◆「もう底だ!」と叫びたくなる瞬間…下影陰線を“相棒”に、下落相場のドラマを読み解く技術
投資歴70年 資産25億円――【プロの儲かる知識を簡単インストール】人生、もう詰んだ……40歳、しがないサラリーマン。月1万5000円の小遣いを握りしめ、毎日通勤する日々だ。増えない給料、重くのしかかる住宅ローンと教育費。冷え切った家庭に、もはや自分の居場所はない。そんな人生のどん底の状況で拾った、1冊の古びた手帳。それが投資歴70年、資産25億円を築いた89歳現役トレーダー・シゲルさんとの奇跡的な出会いだった。お金、仕事、家庭……すべてに絶望した崖っぷちの男が“投資の神様”から授かった「世界一のお金と人生の授業」とは?“小説形式”だからスラスラ読めてドンドンわかる話題の書『89歳、現役トレーダー 大富豪シゲルさんの教え』(ダイヤモンド社)より一部を抜粋・編集したものをお送りする。答えはすべて、この物語にある。
写真:川瀬典子
下落相場の終わりを告げる?「下影陰線」に隠された投資家の心理
➊「ヒゲ」が教える価格のドラマ
株価チャートを指さしながら、シゲルさんは「僕」に新しい問いを投げかけました。
「じゃあ、次はこれ。さっきとは逆に、下ヒゲが長くて実体が上のほうにある。これはどう読む?」
「これは……陰線だから、始値より終値のほうが安かった。でも……下ヒゲが長いってことは、一時はもっと安い場面があったけど、そこから終値まで戻してきたってことですね」
自分なりに考えを整理して言うと、シゲルさんがうれしそうに笑った。
「せや、だんだん読めてきたやないか。これは『下影陰線(したかげいんせん)』いうんや」
「陰線」とは、その日の終値が始値よりも安く終わったことを示します。しかし、下に長く伸びた「ヒゲ」にこそ、投資家の心理が隠されています。
❷安値圏での出現は「反撃の合図」
一時は売られて大きく値を下げたにもかかわらず、最終的には買い戻された……この形がどこで出るかが、投資判断の大きなヒントになります。

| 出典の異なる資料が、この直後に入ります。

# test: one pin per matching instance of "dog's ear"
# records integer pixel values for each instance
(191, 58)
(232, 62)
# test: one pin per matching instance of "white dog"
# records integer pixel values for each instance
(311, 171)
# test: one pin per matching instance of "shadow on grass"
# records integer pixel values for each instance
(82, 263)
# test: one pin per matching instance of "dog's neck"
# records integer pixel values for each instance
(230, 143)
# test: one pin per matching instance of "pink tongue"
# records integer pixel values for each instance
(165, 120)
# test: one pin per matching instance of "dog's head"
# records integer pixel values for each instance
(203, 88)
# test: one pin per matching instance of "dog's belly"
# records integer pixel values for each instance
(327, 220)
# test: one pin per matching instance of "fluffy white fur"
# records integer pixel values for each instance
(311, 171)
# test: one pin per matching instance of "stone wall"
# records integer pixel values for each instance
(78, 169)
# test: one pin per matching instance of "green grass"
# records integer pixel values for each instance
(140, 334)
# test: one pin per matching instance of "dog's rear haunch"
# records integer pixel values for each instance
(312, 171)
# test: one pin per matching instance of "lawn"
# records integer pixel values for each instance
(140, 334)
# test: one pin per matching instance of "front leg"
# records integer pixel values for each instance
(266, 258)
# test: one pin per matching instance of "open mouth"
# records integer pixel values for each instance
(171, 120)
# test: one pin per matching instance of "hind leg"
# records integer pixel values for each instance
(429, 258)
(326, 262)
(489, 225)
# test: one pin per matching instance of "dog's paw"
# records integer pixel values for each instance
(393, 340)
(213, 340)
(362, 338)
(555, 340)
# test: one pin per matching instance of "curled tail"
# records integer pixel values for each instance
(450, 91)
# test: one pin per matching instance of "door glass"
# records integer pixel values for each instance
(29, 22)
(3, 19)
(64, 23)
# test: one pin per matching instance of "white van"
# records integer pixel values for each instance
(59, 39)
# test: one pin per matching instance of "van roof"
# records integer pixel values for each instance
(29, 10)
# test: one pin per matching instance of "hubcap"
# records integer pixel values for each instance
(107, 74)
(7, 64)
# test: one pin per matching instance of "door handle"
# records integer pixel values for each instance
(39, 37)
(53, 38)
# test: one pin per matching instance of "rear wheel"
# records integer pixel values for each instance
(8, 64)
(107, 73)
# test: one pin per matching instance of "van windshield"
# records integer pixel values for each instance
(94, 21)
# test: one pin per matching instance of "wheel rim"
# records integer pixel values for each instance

シゲルさんはゆっくりとうなずきながら、画面に指を這わせる。
「一時は売りに押されたけど、後半になって買いが入って戻した。とくに安値圏─つまり、だいぶ株価が下がってきた場面でこれが出ると、『そろそろ底かもな』『買いが強まってきとるな』と判断されることがある。相場が反発しやすくなるサインや」
【投資家の学び】
株価が下がり続けている局面では、多くの投資家が「もっと下がるかもしれない」という恐怖の中にいます。そんな中でこの「下影陰線」が出ると、「安くなったところを積極的に買いたい」という勢力が現れたことを意味します。たとえその日がマイナス(陰線)で終わったとしても、長い下ヒゲは「売りの勢いが衰え、買いの反撃が始まった証」となるのです。
➌ローソク足は「値動きのドラマ」
最後、「僕」は大切なことに気づきます。
なるほど……ローソク足には“値動きのドラマ”が詰まってるんだな。
個人投資家にとってのメリットは、形を丸暗記することではありません。
「なぜここで大きく買われたのか?」
「売っていた人たちは今、どんな気持ちだろうか?」
このように、ローソク足の向こう側にいる人間たちの心理を読み解こうとすることで、チャートは「冷たいデータ」から「頼れる相棒」へと変わっていきます。
まとめ:下影陰線を見つけたら
●場所:株価が十分に下がった「安値圏」であること。
●意味:底打ち、および上昇への転換の可能性を示唆。
明日からのチャート分析では、ぜひ「ヒゲ」が描くストーリーに注目してみてください。
※本稿は、『89歳、現役トレーダー 大富豪シゲルさんの教え』(ダイヤモンド社)より一部を抜粋・編集したものです。